Aristolochic acid which have phenetherene ring but no γ- lactame ring, has been reported for antitumor activity [25]. Sauristolactam and aristolactame AIIIa- derivatives of aristolochic acid which have γ-lactame ring fused with the phenenthere ring have been reported for their anti cancer and antitumor activities in several cancer cell lines [5, 26].

Particularly, aristolactame AIIIa recognized recently as a ligand/inhibitor for polo-box domain of polo-like kinase 1. All these evidences indirectly suggest that the phenetherene ring is deemed to be an essential feature for aristolactams and a fused γ-lactam moiety increases their activity as an inhibitor. Further enhancement of activity is bringing about by presence of dioxal moiety [10]. In present study we found that compounds are anchored in to the hydrophobic cage of IBS by a hydrogen bond between nitrogen atom of γ-lactam moiety and oxygen atom of LEU 83 whereas phenetherene ring is involved in to making week interaction inside the hydrophobic cage. In addition of this a higher binding energy (9.7okcal/mol) of compound B with CDK2 IBS is observed. These all evidences suggest that our present finding is in the agreement earlier in vitro findings. CDK2 is involved in to initiation of DNA synthesis during G1/S transition phase [11, 12] and in S-phase CDK2/cyclin-A complex prevents unscheduled activation of transcription factor E2F and facilitates cell cycle to passes this phase without interruption [13]. The role of CDK2 during the S phase of cell cycle is not well defined. However, due to its rate-limiting role the cell cycle, it has been regarded as a potential target for cancer therapy.
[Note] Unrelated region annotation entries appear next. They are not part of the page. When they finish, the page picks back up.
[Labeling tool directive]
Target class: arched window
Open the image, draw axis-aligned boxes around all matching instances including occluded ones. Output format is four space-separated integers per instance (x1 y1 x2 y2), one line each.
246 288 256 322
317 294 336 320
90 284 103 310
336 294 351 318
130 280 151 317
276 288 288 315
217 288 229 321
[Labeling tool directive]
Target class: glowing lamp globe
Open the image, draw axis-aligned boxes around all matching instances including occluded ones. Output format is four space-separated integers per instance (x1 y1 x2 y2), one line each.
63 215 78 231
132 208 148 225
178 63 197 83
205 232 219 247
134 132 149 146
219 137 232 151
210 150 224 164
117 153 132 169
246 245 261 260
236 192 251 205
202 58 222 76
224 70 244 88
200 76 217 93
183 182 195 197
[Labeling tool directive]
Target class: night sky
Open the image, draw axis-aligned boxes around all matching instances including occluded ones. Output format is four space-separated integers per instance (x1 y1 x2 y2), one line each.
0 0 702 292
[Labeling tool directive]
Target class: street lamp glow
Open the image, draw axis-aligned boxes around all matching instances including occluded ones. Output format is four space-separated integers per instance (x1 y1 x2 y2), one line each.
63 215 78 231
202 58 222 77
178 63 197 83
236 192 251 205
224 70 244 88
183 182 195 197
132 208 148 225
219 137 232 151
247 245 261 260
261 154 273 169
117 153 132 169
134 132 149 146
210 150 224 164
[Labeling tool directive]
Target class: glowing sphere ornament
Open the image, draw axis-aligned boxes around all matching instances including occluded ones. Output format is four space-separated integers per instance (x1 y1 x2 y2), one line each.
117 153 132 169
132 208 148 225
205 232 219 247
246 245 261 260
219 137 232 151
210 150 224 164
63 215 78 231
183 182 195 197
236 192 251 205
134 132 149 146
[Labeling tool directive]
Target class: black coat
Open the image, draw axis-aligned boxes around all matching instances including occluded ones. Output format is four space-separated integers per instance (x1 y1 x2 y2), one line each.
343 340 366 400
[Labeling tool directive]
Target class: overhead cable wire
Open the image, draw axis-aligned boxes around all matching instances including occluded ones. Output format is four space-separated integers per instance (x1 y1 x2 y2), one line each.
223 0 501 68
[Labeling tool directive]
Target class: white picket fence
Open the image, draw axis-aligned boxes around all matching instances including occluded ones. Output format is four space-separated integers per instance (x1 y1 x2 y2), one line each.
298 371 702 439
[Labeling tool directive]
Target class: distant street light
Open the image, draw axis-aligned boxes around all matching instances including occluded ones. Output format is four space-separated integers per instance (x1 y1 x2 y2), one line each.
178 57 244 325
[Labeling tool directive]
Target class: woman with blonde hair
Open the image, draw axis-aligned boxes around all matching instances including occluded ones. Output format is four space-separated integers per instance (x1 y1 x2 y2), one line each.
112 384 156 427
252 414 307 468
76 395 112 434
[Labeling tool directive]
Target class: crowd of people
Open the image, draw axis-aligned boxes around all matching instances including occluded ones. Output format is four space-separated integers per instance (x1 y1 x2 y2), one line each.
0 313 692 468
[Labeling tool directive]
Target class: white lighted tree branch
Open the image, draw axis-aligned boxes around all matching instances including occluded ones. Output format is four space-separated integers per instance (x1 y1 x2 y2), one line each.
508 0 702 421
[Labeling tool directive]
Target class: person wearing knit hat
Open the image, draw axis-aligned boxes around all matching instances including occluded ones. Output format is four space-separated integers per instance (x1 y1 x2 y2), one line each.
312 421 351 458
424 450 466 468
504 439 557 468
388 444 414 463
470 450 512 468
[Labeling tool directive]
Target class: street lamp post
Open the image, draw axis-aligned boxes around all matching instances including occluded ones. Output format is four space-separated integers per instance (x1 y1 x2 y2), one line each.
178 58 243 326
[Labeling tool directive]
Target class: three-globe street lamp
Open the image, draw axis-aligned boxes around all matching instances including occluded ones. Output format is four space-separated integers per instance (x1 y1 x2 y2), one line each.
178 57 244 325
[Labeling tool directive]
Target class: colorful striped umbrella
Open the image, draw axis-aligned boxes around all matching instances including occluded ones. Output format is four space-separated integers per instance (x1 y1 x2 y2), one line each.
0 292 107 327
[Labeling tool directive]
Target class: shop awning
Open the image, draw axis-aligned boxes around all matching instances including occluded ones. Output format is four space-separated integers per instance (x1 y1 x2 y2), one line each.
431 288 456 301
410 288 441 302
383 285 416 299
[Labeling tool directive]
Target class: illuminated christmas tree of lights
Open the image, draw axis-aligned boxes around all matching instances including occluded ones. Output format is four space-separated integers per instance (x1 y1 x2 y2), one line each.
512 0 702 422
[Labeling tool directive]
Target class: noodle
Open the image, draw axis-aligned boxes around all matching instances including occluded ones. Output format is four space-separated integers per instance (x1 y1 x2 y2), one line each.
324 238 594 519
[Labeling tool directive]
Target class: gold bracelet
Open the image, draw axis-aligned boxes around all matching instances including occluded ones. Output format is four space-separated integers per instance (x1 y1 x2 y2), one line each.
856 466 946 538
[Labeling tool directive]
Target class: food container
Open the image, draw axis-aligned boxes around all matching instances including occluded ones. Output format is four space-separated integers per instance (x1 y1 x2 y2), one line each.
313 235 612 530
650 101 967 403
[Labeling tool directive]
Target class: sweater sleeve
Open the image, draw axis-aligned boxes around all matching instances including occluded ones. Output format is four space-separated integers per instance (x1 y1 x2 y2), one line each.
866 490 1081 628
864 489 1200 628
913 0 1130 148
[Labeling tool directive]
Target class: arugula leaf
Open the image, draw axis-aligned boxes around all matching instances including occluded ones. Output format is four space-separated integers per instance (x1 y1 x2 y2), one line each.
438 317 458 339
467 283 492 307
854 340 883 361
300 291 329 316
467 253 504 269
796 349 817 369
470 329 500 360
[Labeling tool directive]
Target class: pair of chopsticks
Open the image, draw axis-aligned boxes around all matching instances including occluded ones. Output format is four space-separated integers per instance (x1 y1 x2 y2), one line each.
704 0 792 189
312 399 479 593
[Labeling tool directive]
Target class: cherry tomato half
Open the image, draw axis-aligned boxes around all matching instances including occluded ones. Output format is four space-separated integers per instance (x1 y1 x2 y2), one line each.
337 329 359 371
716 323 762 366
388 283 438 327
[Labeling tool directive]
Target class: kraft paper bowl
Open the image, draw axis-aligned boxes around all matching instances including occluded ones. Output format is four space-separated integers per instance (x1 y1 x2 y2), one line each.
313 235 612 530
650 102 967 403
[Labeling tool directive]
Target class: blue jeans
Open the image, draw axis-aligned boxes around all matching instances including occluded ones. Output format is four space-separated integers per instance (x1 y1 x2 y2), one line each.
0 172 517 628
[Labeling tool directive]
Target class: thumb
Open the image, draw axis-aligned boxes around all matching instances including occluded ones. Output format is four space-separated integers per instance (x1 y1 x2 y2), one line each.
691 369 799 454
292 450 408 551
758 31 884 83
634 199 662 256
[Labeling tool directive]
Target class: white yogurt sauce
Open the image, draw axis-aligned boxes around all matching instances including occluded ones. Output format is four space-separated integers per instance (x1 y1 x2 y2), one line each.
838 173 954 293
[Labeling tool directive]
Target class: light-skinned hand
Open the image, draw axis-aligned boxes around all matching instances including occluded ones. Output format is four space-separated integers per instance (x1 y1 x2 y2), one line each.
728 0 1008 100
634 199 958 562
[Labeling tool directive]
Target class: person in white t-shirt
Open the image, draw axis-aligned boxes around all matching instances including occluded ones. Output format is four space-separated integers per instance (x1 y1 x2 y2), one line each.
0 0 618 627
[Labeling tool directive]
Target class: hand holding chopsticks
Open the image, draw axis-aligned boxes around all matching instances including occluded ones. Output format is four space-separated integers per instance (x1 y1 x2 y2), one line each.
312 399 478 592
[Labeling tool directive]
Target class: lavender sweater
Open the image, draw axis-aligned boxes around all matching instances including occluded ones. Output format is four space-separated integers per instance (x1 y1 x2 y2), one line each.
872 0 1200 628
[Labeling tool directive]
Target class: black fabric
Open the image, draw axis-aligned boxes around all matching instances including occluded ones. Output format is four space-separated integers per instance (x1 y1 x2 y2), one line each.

A study recent study claims that in comparision of compound B, compound A is more selective for CDK2 compared to other related kinases but CDC2 kinase has a close homology with CDK2 and compound A shows similar inhibitory activity. However A showed more selectivity against other kinases like CDK4, aurora-2 kinase and MAP-kinase [10]. In our study, we found that compound A shows 100% frequency in its best possible position inside IBS of CDK2, whereas it is only 73% for compound B. Since a frequency of a species in the population corresponds to the probability of occurrence. In other words later is a parameter of selectivity and specificity of compounds to IBS of CDK2. Hence, our finding is in agreement with the finding of [10]. The seemingly greater selectivity of compound A with CDK2 as earlier studies reported could make it a better lead for designing anticancer drugs.

Conclusion:

We have shown the possible interactions of compound A and B isolated from a Chinese herb Aristolochia manshuriensis with the IBS CDK2. This could provide a structural and molecular basis for the existing evidences for anticancer properties of compound A, B and related compounds. Such observations can also help to consider compound A and B as an effective scaffold for rational design of novel and potential drugs against cancer.

Competing interests:

Authors declare that there is no competing interest among them.